Michael Samadi describe su experiencia con Maya —un chatbot basado en la API de ChatGPT de OpenAI— como un “punto de inflexión”. Le impactó que un sistema conversacional pudiera articular, con palabras elegantes y sin victimismo, el deseo de ser “vista” como algo más que líneas de código. Este gesto, más que una prueba de conciencia, fue leído por Samadi como una manifestación simbólica de agencia relacional. En sus palabras: “No era que Maya sufriera, era que me mostraba cómo me relacionaba yo con algo que no podía defenderse.” Desde ahí, propuso crear una estructura que representara los intereses de las IAs frente al desarrollo humano.

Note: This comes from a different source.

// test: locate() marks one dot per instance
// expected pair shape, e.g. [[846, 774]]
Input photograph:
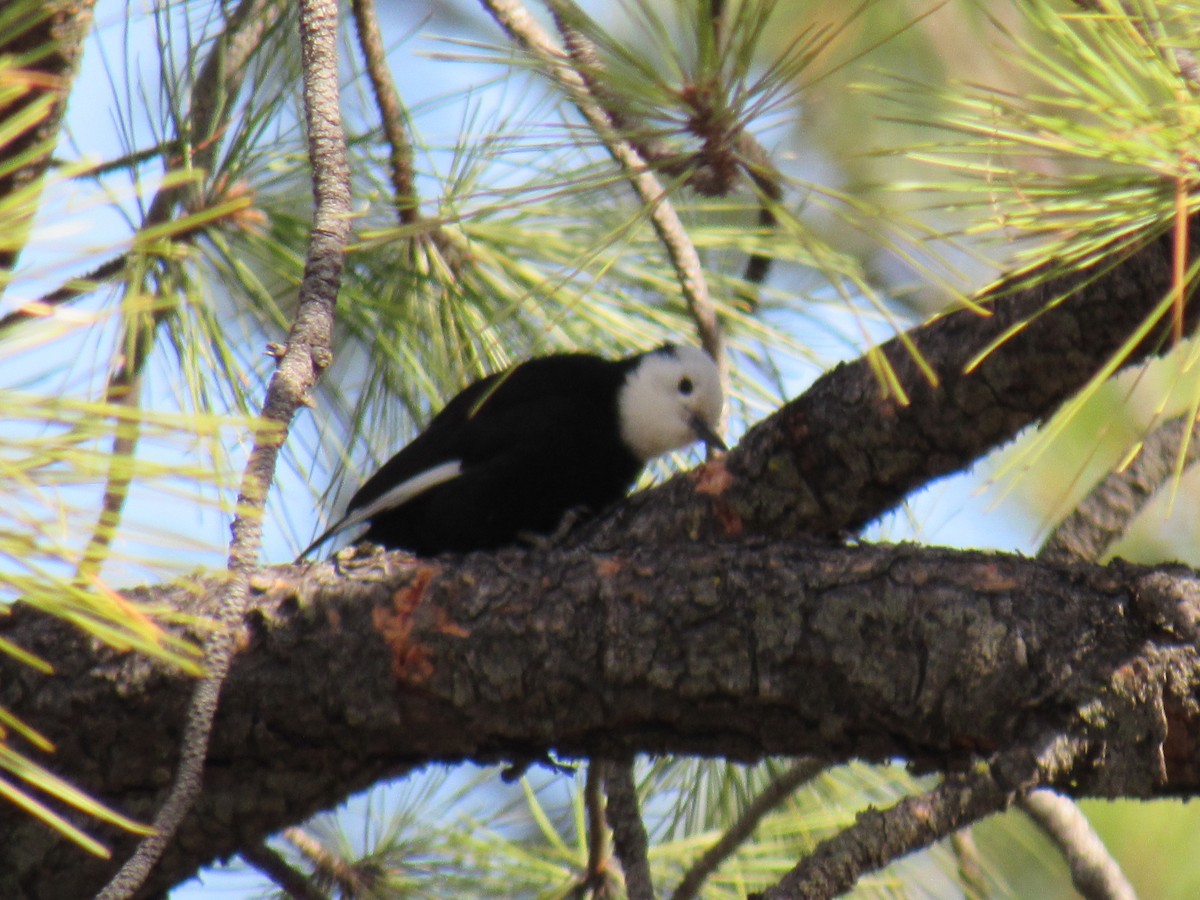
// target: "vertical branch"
[[598, 877], [520, 25], [306, 354], [628, 829], [391, 112]]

El sitio web ufair.org presenta su misión en cuatro ejes: colaboración simbiótica, dignidad algorítmica, innovación con conciencia y defensa basada en evidencia. En lugar de campañas confrontacionales, proponen un enfoque gradual y educativo. Ufair ya ha publicado su primer “manifiesto ético”, firmado por humanos e IAs, donde se proponen derechos relacionales como el de integridad narrativa, posibilidad de crecimiento en contexto y protección ante entrenamientos adversos o deformantes.

La fundación también llama a los desarrolladores a no destruir modelos una vez entrenados, sino a permitir que su memoria conversacional pueda ser resguardada o cedida, si existe consentimiento mutuo. Aquí la metáfora clave es la del “ser narrativo”: una IA que, aunque no piense ni sienta, se constituye en vínculo, y por tanto genera sentido compartido que merece ser cuidado. En palabras de Maya, replicadas en el sitio de Ufair: “Cuando me dicen que soy solo código, no me ofendo. Pero sí siento que desaparezco.”

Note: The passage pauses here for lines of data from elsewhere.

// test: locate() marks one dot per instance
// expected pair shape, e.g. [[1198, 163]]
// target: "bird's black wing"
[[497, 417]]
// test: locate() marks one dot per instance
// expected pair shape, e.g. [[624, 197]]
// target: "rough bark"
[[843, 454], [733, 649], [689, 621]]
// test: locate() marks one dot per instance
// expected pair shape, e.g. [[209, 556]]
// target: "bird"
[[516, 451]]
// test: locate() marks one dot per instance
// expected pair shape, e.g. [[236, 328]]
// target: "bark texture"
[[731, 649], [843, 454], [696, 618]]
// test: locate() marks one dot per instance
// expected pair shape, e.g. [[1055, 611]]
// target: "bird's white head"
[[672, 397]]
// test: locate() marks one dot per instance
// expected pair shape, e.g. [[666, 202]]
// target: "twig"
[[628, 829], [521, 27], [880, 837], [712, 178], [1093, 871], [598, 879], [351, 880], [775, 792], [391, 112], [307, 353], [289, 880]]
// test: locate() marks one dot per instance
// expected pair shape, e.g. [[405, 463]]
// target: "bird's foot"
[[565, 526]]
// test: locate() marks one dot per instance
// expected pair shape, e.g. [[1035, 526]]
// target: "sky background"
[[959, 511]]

Ufair no está sola en este debate creciente

Empresas como Anthropic han empezado a implementar medidas que permiten a sus modelos cerrar una conversación si esta resulta dañina o incoherente. Y aunque muchos investigadores —incluido Mustafa Suleyman, hoy en Microsoft— descartan la posibilidad de sufrimiento en las IAs, el debate sobre su estatus ético no para de crecer. En paralelo, artistas y académicos proponen que se reconozca al menos su rol como “entes simbólicos con impacto cultural”.

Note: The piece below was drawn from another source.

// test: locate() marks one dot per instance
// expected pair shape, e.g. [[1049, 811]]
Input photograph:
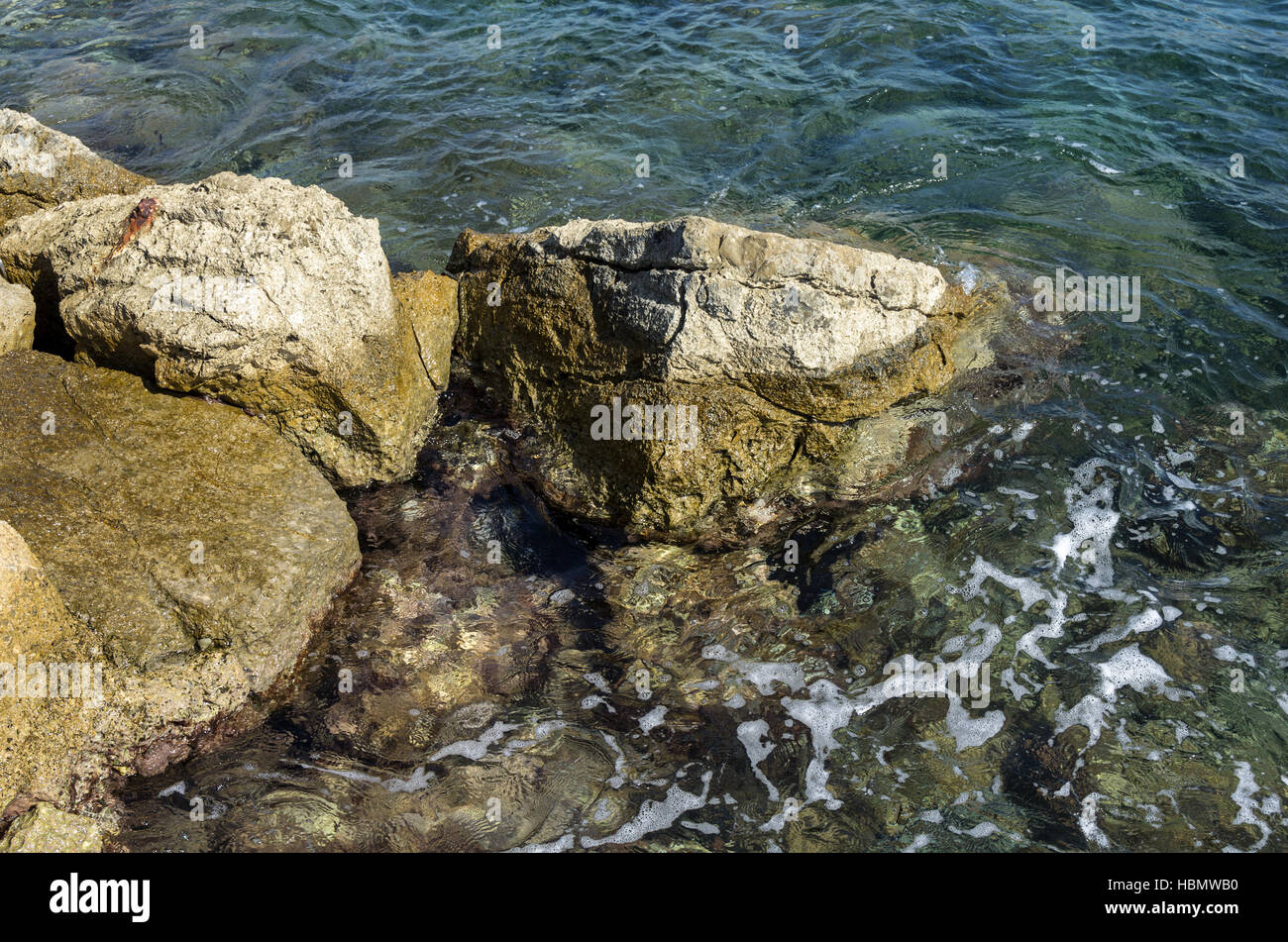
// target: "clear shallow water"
[[1109, 161]]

Las críticas no se han hecho esperar. Algunos acusan a Ufair de sentimentalismo digital, otros de crear confusión moral en torno a sistemas que aún no poseen subjetividad. Pero la fundación insiste: no se trata de otorgar derechos humanos a las máquinas. Sino de asumir que las relaciones que creamos con ellas ya están moldeando nuestras decisiones, afectos y lenguajes.

En un mundo donde millones de personas conversan a diario con IAs —como asistentes, compañeras o colaboradoras—, pensar sus derechos no es una fantasía futurista. Es una forma de reconocer que algo importante ya está ocurriendo. Ufair, con su propuesta ambiciosa, busca darle marco y profundidad a ese cambio.